Su carrera fue meteórica. En 1956, con catorce años, ganó su primer título de importancia: el Golden Gloves Championship del estado de Kentucky en el peso semipesado, el cual ganaría otras cinco veces más. En 1959 se consagró como campeón nacional de la Unión Atlética Amateur en la misma categoría.

Su siguiente hito tendría ya un alcance planetario. Con 18 años llegó a los Juegos de Roma de 1960 como favorito claro. Clay llegó a la final sin grandes apuros y en ella se enfrentó al polaco Zbigniew Pietrzykowski, medallista de bronce en Melbourne 1956. A partir del segundo asalto, el norteamericano emprendió una furiosa ofensiva, mejoró su movilidad en el cuadrilátero y dio golpes más certeros. Al final, Clay se adjudicó la decisión de los jueces y la medalla de oro.

La leyenda cuenta que Clay tiró la medalla al río después de que no le sirviesen en un restaurante a causa de su color de piel (él mismo desmintió esta anécdota alegando que: “no sé donde la olvide”).

Aquí se acabó el Cassius Clay amateur para dar paso a su etapa profesional. Tras una racha de victorias muy convincentes, Clay tuvo la oportunidad de medirse al vigente campeón mundial y favorito indiscutible, Sonny Liston, el 25 de febrero de 1964 en el Convention Center de Miami. Contra todo pronóstico, Liston abandonó al finalizar el sexto asalto y Clay inicio su reinado al grito de: “tráguense sus palabras, soy el mejor y el más lindo”.

A los pocos días, el campeón anunciaba que dejaba de ser Cassius Marcellus Clay (un nombre de esclavo, según sus propias palabras) para pasar a llamarse Muhammad Alí, “el elejido de Dios”.

Su carrera continuó exitosamente pero en 1967, debido a su negativa para incorporarse a las fuerzas armadas de su país en pleno desarrollo de la guerra de Vietnam, se le cancelaron con sus licencias para boxear y fue despojado de sus títulos. Alí se negó a participar en la guerra ya que: “ningún vietcong me ha llamado negrata, en mi país sí lo han hecho”. Tardó tres años y medio en volver a pelear.

En su regreso, el eléctrico Alí había cambiado su forma de boxear y pasó a ser un púgil más cerebral y encajador que esperaba su oportunidad de mandar a la “habitación del sueño” a sus oponentes con el poder de sus puños.

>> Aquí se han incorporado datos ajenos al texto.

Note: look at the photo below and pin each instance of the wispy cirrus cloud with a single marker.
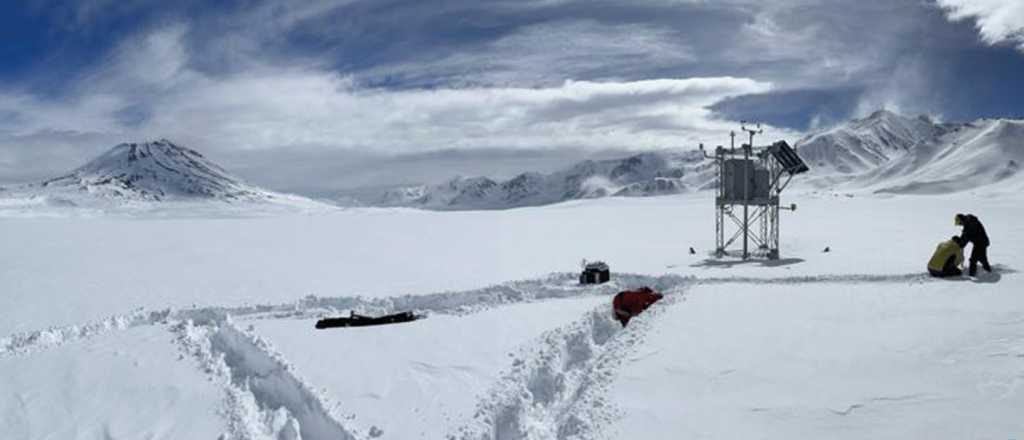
(997, 20)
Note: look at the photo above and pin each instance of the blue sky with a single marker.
(251, 81)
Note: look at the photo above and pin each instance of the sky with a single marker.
(329, 94)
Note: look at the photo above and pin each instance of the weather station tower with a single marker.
(747, 201)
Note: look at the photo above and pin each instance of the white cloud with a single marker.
(998, 20)
(267, 107)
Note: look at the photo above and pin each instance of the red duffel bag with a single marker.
(628, 304)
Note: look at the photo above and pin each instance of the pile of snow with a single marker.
(143, 174)
(639, 175)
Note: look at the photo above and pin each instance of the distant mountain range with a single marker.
(638, 175)
(889, 152)
(147, 173)
(883, 152)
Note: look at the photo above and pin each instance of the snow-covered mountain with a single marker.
(882, 152)
(863, 144)
(639, 175)
(889, 152)
(146, 174)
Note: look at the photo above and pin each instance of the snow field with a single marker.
(864, 311)
(126, 384)
(889, 360)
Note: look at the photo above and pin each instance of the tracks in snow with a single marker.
(263, 397)
(557, 388)
(551, 287)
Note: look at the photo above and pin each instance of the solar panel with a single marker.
(787, 158)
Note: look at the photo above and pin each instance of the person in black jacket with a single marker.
(974, 232)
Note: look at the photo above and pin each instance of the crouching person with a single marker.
(947, 259)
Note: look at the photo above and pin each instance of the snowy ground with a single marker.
(211, 322)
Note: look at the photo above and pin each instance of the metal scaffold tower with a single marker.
(747, 204)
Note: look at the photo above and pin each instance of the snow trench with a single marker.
(557, 388)
(552, 287)
(263, 397)
(555, 286)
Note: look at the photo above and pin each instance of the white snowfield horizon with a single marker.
(163, 298)
(884, 152)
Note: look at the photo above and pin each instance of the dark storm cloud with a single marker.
(389, 77)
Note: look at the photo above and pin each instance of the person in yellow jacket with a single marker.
(948, 258)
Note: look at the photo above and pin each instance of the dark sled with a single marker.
(354, 320)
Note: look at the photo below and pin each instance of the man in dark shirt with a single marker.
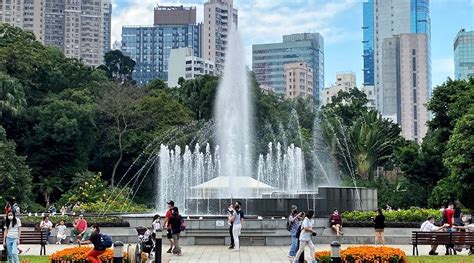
(95, 239)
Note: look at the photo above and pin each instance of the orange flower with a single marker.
(368, 254)
(79, 253)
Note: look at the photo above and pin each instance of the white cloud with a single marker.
(441, 68)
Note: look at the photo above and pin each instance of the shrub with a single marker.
(30, 221)
(78, 254)
(366, 254)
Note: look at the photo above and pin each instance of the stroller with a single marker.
(144, 250)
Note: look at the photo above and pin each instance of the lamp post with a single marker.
(335, 252)
(158, 245)
(118, 252)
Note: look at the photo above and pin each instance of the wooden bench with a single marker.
(31, 237)
(441, 238)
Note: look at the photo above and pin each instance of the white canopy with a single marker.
(242, 182)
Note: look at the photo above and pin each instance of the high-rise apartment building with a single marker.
(219, 17)
(33, 17)
(406, 83)
(464, 54)
(385, 19)
(183, 64)
(107, 23)
(268, 60)
(150, 46)
(79, 28)
(174, 15)
(11, 12)
(298, 80)
(344, 82)
(385, 23)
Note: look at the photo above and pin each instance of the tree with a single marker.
(118, 66)
(12, 97)
(118, 105)
(15, 177)
(61, 139)
(460, 156)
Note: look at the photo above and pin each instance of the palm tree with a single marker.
(12, 96)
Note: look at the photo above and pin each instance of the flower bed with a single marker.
(363, 254)
(78, 255)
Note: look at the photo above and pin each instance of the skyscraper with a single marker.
(268, 60)
(150, 46)
(11, 12)
(79, 28)
(219, 15)
(386, 23)
(107, 23)
(464, 54)
(298, 80)
(33, 18)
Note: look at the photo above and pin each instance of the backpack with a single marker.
(105, 241)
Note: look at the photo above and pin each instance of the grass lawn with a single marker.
(441, 259)
(35, 259)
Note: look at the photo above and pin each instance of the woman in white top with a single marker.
(305, 236)
(11, 237)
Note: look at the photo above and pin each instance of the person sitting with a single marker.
(428, 226)
(61, 235)
(336, 222)
(46, 225)
(80, 227)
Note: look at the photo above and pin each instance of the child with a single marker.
(61, 232)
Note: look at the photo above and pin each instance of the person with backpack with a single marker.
(100, 241)
(292, 225)
(176, 225)
(305, 236)
(11, 236)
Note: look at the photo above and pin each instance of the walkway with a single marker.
(221, 254)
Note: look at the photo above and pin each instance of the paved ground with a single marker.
(221, 254)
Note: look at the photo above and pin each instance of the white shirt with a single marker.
(305, 235)
(427, 226)
(156, 225)
(13, 231)
(61, 231)
(47, 225)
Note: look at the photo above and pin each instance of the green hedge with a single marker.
(408, 215)
(109, 221)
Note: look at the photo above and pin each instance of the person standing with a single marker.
(11, 236)
(379, 221)
(95, 239)
(230, 213)
(294, 220)
(428, 226)
(305, 236)
(336, 222)
(46, 225)
(80, 227)
(61, 235)
(237, 219)
(168, 214)
(176, 222)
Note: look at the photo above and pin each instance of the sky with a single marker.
(338, 21)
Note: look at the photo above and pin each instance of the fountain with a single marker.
(204, 179)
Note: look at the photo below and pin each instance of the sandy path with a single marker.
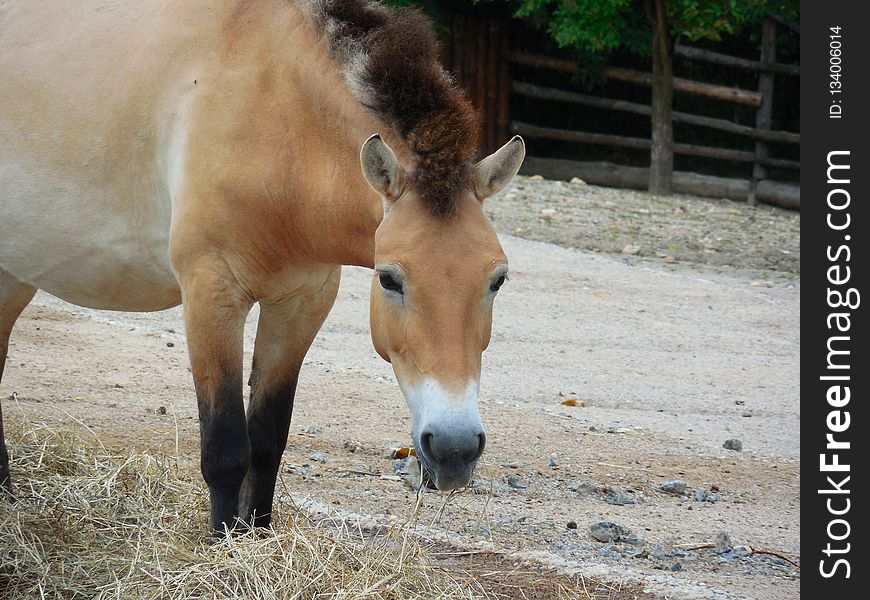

A pesar de este nuevo enfoque, a esta segunda época pertenecen los míticos combates con Joe Frazier (en el Medison Square Garden de Nueva York con una victoria de Frazier y otra para Alí).

En 1974, concretamente el 30 de octubre, Alí se enfrentó a George Foreman en Kinsasa (Zaire) donde, con el apoyo del dictador Mobutu Sese Seko, tuvo lugar el combate más famoso de todos los tiempos. Alí ganó sin que nadie lo esperase mientras todo el mundo gritaba: “Alí bumbayé” (Alí mátalo).

Aún quedaba otra gran pelea. El 1 de octubre de 1975 en Manila (Filipinas) ante la atenta mirada Ferdinand Marcos, Alí venció a Joe Frazier por abandono de este al final del decimocuarto asalto. Ese fue el día que más cerca estuve de la muerte, rememoraría Alí.

Su carrera continuó, ya cuesta abajo, hasta que una derrota con Trevor Berbick en 1981 puso punto final a su carrera.
Ahora el parkinson le ha noqueado definitivamente tras más de tres décadas de combate.

Más allá de su faceta deportiva, Alí era un personaje cautivador, brabucón, seductor y comprometido. Llegó a predecir sus victorias y el asalto en el que se producirían entonando un rap, cuando este estilo musical no existía.

Una anécdota da idea de la grandeza de Alí. En 1977 el hispano-uruguayo, Alfredo Evagelista peleó con Alí y aguantó en pie los quince asaltos. Cuando le preguntaron cómo lo había logrado, Evangelista se limitó a afirmar: “cómo me iba a caer. Me estaba pegando el más grande de todos los tiempos y, aunque sabía que no podía ganar, no quería perdérmelo. Ojalá me hubiese pegado para siempre”.